Using poblanos for this meal and adding a sprinkle of Guajillo-chili chocolate evokes memories of mole sauce simmering for hours…ahhhhhh. I used TAZA Vegan chocolate, though we are not affiliated in any way, I encourage you to try their organic, direct trade, non-GMO, GF, flavored- chocolate products!
- 6 large firm poblano peppers
- 1 can red kidney beans, drained and rinsed
- 1/2 can yellow sweet corn or one ear worth
- 1 whole avocado, diced
- 3 small portobello mushrooms, diced
- 1/4 cup arugula, diced
- a few sprigs of cilantro, diced
- 1 small white onion, peeled and diced
- 1 TB cumin
- 1 tsp iodized salt
- 1/2 TB garlic powder
- one small can of adobo chilies in sauce. Dice at least 3 adobos and reserve sauce.
- one full head of garlic, cloves peeled and separated
- a handful of cherry tomatoes
- optional tsp of coconut oil for greasing baking dish
- optional: chili-infused vegan chocolate for grating at time of serving
- To begin, heat oven to 375 degrees F.
- Wash and remove the very tops (and it’s up to you if you’d like to remove seeds) from six large, firm poblanos leaving the conical shape in tact.
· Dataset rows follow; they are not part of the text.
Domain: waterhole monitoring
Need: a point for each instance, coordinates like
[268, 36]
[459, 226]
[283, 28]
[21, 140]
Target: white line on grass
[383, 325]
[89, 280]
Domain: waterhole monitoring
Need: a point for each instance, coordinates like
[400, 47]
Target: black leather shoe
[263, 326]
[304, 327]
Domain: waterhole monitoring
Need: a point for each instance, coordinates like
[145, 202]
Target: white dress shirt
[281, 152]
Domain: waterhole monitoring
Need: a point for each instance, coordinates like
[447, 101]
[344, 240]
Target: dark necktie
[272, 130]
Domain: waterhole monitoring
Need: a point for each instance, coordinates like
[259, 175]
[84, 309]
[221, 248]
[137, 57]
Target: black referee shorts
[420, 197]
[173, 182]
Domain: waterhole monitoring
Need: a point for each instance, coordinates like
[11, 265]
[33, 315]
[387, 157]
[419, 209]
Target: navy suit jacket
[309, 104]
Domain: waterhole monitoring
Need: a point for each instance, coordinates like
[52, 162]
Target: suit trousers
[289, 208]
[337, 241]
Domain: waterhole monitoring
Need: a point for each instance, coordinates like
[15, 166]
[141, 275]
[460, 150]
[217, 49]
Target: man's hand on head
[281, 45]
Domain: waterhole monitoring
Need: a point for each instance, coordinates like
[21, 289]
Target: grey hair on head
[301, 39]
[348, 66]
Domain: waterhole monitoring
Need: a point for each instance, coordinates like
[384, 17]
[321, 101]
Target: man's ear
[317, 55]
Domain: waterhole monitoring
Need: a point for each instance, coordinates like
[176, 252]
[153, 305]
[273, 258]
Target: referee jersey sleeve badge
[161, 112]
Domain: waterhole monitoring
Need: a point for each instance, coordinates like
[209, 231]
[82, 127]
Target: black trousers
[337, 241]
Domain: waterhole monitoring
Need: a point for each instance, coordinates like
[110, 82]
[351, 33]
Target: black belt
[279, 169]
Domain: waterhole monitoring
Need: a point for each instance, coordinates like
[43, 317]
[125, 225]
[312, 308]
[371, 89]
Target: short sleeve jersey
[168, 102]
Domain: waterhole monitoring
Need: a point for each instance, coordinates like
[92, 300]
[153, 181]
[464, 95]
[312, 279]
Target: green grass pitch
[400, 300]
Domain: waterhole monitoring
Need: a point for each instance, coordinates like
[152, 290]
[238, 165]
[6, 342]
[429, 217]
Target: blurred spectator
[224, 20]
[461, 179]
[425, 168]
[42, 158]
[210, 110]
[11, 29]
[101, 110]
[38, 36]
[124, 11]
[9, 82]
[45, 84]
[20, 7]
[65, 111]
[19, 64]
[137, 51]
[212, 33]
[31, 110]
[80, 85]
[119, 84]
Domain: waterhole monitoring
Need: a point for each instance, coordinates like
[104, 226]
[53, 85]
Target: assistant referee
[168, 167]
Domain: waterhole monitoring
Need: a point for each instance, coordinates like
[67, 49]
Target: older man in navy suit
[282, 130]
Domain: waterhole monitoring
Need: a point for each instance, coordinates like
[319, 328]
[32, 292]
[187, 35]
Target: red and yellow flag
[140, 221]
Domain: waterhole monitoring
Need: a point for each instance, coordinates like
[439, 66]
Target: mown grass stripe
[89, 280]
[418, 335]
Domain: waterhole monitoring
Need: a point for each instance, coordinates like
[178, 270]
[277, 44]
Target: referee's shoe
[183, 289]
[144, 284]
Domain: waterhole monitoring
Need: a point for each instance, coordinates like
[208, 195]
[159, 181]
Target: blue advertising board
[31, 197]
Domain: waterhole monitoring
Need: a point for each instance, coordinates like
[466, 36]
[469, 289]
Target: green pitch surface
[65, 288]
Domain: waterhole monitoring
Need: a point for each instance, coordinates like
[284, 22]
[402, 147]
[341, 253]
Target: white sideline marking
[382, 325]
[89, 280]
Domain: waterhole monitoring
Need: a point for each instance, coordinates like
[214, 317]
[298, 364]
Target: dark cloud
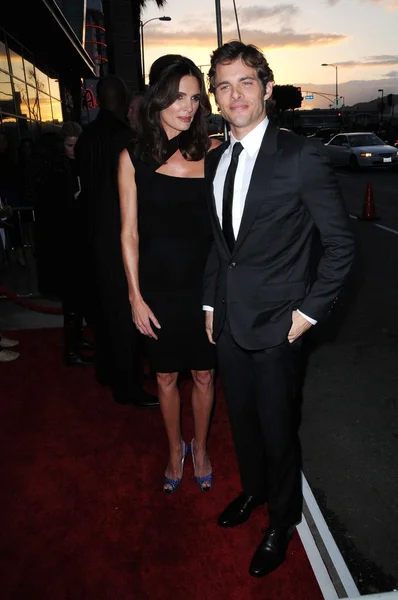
[267, 40]
[381, 60]
[254, 14]
[390, 4]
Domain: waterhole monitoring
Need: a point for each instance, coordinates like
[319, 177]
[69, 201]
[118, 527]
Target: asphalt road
[350, 411]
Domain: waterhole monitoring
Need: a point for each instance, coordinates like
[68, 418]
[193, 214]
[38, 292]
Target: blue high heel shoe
[175, 483]
[206, 481]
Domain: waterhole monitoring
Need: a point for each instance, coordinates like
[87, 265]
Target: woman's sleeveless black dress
[175, 239]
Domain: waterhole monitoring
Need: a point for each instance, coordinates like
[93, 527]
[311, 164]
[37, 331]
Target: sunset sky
[360, 36]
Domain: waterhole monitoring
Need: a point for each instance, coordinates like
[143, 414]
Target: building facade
[41, 70]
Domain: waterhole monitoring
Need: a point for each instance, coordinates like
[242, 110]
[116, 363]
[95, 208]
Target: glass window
[3, 57]
[21, 98]
[42, 82]
[34, 103]
[10, 127]
[17, 65]
[57, 111]
[45, 107]
[54, 88]
[6, 95]
[30, 73]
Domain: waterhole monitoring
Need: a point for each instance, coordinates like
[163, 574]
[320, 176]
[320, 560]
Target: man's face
[240, 96]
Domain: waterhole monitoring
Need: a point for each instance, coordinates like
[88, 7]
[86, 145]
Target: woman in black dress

- Dice and place in a mixing bowl: 3 small portobello mushrooms, one small white onion, a few sprigs of cilantro, about 1/4 cup of arugula, one whole avocado, 3 adobo chilies in adobo sauce (retain any additional adobo sauce as drizzle upon serving, if desired).
- Stir in 1/2 can of firm corn (or one ear worth), 1/2-3/4 can of rinsed kidney beans, 1 tsp. of iodized salt, 1TB cumin powder, 1/2 TB garlic powder.
- On the bottom of your baking dish, apply a very thin layer of coconut oil (optional) and place peeled garlic cloves and tomatoes alternately.
- Fill poblanos with mixture and layer in baking dish.
- Cover and bake at 375 degrees for 45-60 minutes, or until peppers are desired softness.
- Options: Upon serving, slice poblano and stuff with garlic and tomatoes, grate Guajillo chocolate over each pepper, and drizzle adobo sauce. Top with any remaining raw vegetable mixture for additional crunch.